Ces fouilles ont surtout apporté des dates. Le radiocarbone place la fosse 4 entre 1260 et 924 avant notre ère, et l'ensemble des dépôts est rapporté à la fin des Shang, les fosses 5 et 6 au début des Zhou occidentaux. L'enfouissement se situe donc autour des XIIe et XIe siècles avant notre ère, à peu près au moment où, à deux mille kilomètres de là, la dynastie des Shang cède la place à celle des Zhou.
Un royaume sans écriture
Aucun texte n'a été trouvé à Sanxingdui : ni inscription sur les bronzes, ni os oraculaires, ni tablette. La civilisation n'a donc laissé d'elle-même aucun nom propre, aucune date, aucun récit. Tout ce qu'on lui rattache vient de sources chinoises très postérieures, qui parlent d'un royaume de Shu établi dans le bassin du Sichuan. Les Chroniques de Huayang, compilées au IVe siècle de notre ère par Chang Qu, soit plus de mille cinq cents ans après l'enfouissement des fosses, y font régner un premier souverain nommé Cancong, dont elles disent qu'il avait les yeux « verticaux » (纵目 zòngmù). Le rapprochement avec les pupilles saillantes des masques est tentant et souvent fait ; il reste une conjecture, tirée d'un texte tardif et largement légendaire.
Sanxingdui est ainsi demeurée absente des chroniques qui ont formé l'histoire de la Chine, toutes écrites depuis la vallée du fleuve Jaune. C'est ce silence qui a nourri, autour du site, une abondante littérature d'hypothèses extravagantes, sur une origine étrangère, voire extraterrestre, de ces visages. Les données de fouille n'en soutiennent aucune : la culture matérielle, la métallurgie et la céramique la rattachent à un foyer local, en contact suivi avec le reste du monde chinois.
Après Sanxingdui : Jinsha
La ville est abandonnée sans que l'on sache pourquoi. Crue du réseau hydrographique, séisme, conflit, changement de dynastie : les explications avancées restent des hypothèses, aucune n'étant établie par la fouille. En février 2001, un chantier de construction de Chengdu met au jour le site de Jinsha, occupé à partir des environs de l'an mille avant notre ère. On y retrouve l'orfèvrerie, les petits masques d'or, les défenses d'ivoire et les jades de Sanxingdui, mais plus de statuaire monumentale. Jinsha est aujourd'hui tenu pour la phase suivante de la même culture, après un déplacement du centre du pouvoir. Le disque d'or à l'oiseau solaire qui y a été trouvé est devenu l'emblème de Chengdu.

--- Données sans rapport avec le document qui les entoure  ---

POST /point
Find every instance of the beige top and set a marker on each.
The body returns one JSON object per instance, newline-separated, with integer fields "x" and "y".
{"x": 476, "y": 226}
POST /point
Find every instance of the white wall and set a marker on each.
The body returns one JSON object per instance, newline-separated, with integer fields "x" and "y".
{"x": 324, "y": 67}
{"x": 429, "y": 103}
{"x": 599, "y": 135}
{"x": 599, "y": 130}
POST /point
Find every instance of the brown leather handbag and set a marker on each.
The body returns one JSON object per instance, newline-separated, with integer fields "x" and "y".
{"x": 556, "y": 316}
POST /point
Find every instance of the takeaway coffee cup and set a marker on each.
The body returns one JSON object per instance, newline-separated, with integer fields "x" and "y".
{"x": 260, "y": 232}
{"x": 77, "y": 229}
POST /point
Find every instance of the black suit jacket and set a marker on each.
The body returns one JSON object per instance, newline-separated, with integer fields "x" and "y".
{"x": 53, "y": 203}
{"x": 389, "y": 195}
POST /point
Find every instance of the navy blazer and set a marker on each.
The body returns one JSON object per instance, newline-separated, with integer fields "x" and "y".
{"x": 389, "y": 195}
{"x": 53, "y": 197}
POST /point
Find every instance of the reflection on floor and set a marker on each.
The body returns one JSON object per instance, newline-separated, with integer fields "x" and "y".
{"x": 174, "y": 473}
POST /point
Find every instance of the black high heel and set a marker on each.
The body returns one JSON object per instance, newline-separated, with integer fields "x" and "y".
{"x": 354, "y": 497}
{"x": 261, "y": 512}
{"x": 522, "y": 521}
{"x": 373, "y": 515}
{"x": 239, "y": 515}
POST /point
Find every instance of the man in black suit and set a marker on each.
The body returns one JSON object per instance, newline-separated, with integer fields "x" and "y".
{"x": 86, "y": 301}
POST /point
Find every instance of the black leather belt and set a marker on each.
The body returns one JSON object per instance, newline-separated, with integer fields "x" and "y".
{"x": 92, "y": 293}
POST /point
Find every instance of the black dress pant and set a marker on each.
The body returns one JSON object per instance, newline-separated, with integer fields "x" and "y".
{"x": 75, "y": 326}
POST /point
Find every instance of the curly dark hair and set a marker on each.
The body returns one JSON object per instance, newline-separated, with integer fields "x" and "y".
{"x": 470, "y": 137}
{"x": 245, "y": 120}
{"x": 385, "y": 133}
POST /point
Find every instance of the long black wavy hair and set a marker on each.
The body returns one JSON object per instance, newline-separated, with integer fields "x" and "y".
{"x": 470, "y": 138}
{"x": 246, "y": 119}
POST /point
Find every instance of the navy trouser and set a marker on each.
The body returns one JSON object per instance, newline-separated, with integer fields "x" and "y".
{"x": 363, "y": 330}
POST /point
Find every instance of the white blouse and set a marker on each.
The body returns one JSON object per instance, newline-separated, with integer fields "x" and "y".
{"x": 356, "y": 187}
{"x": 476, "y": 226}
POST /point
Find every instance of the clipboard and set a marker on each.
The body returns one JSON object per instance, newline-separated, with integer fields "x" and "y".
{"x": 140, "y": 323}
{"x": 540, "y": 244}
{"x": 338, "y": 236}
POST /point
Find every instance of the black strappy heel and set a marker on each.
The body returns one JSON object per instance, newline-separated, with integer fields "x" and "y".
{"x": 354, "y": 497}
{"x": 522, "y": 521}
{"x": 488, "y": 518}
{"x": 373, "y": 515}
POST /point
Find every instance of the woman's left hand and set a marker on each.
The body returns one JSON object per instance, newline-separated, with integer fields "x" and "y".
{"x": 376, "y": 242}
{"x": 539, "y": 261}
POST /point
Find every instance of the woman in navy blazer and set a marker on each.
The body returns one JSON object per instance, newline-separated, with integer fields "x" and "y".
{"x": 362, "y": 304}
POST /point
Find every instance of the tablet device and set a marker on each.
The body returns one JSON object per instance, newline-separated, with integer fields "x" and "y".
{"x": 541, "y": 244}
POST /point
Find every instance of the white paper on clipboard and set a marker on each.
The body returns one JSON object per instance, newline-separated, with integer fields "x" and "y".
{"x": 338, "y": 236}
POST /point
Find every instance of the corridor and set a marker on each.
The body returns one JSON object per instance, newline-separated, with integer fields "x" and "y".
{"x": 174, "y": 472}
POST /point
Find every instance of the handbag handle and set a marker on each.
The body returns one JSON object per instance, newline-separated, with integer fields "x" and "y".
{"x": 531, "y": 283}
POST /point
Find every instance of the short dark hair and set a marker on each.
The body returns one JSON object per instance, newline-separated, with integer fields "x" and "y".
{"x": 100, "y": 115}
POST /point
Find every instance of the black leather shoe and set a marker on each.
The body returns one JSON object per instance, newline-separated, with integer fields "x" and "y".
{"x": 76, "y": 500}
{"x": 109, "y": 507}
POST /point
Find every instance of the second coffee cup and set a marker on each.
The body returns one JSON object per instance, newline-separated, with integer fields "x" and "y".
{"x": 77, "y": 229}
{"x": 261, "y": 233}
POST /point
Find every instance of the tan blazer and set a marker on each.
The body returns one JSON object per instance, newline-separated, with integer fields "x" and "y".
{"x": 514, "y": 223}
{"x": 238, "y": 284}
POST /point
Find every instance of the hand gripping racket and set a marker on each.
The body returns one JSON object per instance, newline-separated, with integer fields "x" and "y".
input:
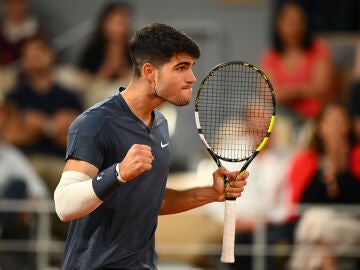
{"x": 234, "y": 114}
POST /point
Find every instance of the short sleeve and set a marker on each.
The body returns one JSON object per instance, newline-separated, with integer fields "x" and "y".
{"x": 85, "y": 147}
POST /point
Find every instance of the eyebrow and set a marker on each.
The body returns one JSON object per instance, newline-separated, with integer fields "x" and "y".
{"x": 187, "y": 63}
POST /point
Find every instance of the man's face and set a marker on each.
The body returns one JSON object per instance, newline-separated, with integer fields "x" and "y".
{"x": 175, "y": 79}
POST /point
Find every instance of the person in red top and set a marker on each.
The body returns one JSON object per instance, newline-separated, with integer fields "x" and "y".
{"x": 328, "y": 170}
{"x": 298, "y": 64}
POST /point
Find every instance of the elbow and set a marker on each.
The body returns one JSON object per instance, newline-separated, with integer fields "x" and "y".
{"x": 60, "y": 206}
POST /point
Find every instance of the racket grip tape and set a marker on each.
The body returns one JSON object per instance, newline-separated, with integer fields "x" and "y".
{"x": 228, "y": 247}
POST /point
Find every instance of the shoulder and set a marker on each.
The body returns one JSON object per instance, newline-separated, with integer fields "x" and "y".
{"x": 95, "y": 118}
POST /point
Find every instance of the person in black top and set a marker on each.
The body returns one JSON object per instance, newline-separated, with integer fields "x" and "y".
{"x": 113, "y": 186}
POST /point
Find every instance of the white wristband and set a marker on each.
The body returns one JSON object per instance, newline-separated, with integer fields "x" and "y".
{"x": 118, "y": 174}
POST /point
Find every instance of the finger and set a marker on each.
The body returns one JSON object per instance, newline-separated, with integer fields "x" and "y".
{"x": 238, "y": 184}
{"x": 221, "y": 171}
{"x": 234, "y": 192}
{"x": 242, "y": 175}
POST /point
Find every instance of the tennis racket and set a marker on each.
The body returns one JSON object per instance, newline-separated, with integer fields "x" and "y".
{"x": 234, "y": 114}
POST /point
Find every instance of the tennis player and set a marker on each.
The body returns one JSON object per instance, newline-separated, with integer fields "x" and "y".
{"x": 113, "y": 186}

Voir les masques aujourd'hui
Le site est protégé au niveau national depuis 1988. Un premier musée a ouvert sur place en 1997 ; un bâtiment neuf, dont l'architecture reprend le motif des trois tertres, l'a rejoint en juillet 2023 avec quelque vingt-deux mille mètres carrés d'exposition et plus de mille cinq cents objets présentés, dont ceux des dernières fosses. Le grand masque aux yeux saillants, la statue debout et l'arbre de bronze y sont exposés à quelques mètres les uns des autres.

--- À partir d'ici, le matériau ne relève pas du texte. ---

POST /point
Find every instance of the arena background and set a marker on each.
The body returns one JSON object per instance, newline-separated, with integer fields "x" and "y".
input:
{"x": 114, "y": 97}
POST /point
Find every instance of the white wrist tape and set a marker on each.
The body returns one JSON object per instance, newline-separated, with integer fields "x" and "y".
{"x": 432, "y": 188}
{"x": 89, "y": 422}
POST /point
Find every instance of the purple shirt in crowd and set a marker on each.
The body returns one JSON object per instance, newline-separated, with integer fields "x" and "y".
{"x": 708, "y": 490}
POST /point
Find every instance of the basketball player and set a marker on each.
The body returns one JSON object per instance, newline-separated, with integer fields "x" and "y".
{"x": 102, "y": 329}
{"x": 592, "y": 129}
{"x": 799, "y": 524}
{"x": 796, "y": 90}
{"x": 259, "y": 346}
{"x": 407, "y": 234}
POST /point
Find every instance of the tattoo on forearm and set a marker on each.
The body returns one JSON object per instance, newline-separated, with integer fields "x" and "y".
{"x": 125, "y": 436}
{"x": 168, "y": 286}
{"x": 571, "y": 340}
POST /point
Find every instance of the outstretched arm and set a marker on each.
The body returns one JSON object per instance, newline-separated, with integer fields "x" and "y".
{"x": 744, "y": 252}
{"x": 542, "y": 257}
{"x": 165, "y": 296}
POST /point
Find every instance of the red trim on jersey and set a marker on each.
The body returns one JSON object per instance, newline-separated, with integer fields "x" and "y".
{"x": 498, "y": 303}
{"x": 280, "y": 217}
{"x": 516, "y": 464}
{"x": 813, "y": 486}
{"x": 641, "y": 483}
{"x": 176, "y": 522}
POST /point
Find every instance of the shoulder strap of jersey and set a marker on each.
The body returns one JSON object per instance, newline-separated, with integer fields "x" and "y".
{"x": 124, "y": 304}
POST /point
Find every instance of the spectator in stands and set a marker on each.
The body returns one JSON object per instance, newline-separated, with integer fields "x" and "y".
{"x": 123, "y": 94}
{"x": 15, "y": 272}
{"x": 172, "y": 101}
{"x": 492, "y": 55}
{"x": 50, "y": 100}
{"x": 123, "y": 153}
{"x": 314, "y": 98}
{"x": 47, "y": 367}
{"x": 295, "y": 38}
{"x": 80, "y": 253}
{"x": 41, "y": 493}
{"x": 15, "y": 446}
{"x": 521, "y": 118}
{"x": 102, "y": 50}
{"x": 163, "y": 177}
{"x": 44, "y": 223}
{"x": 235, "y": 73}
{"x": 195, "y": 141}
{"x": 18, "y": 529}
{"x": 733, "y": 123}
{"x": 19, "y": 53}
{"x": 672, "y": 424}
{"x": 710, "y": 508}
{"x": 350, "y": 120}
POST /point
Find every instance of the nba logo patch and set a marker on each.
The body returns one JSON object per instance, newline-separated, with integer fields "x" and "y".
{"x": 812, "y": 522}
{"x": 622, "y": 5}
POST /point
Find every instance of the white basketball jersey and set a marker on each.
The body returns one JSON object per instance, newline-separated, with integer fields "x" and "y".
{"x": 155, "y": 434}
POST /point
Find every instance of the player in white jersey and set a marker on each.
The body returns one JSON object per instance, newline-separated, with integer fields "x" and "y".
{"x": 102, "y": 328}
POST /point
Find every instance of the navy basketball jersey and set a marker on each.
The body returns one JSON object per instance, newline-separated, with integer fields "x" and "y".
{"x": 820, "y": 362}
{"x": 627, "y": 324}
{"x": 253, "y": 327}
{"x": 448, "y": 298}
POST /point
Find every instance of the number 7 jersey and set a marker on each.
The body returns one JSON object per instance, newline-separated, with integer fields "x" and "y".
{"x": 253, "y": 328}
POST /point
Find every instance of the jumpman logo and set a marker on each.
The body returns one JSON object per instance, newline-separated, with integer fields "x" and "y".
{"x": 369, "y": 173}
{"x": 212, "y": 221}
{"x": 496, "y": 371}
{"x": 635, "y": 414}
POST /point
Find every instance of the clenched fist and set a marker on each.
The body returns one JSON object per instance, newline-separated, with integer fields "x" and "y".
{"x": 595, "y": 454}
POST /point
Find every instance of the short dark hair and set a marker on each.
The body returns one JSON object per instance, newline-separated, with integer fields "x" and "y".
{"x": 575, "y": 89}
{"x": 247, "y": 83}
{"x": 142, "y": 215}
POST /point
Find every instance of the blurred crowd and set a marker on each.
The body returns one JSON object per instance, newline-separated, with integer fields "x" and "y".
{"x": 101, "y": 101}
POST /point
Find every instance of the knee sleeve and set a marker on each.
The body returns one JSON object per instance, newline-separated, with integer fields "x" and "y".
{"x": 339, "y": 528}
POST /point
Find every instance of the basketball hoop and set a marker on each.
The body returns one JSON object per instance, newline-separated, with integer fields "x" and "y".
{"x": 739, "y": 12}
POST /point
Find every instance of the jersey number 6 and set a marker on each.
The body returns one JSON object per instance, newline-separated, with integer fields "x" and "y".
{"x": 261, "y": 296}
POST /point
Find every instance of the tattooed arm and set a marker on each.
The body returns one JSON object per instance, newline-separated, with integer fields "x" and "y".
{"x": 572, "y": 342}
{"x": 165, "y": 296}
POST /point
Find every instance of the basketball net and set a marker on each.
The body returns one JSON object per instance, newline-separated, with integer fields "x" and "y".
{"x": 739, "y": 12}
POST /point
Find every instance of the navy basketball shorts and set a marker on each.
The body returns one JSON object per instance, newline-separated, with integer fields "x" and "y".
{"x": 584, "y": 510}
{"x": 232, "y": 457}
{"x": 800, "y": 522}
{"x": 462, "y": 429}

Guanghan est à une heure de route de Chengdu, et le musée de Jinsha se trouve dans la ville même : les deux se visitent souvent le même jour, ce qui en fait une étape courante d'un voyage en Chine par le Sichuan. Le site figure par ailleurs depuis 2013 sur la liste indicative du patrimoine mondial, présenté avec Jinsha au titre des sites archéologiques de l'ancien État de Shu ; l'inscription définitive n'est pas acquise.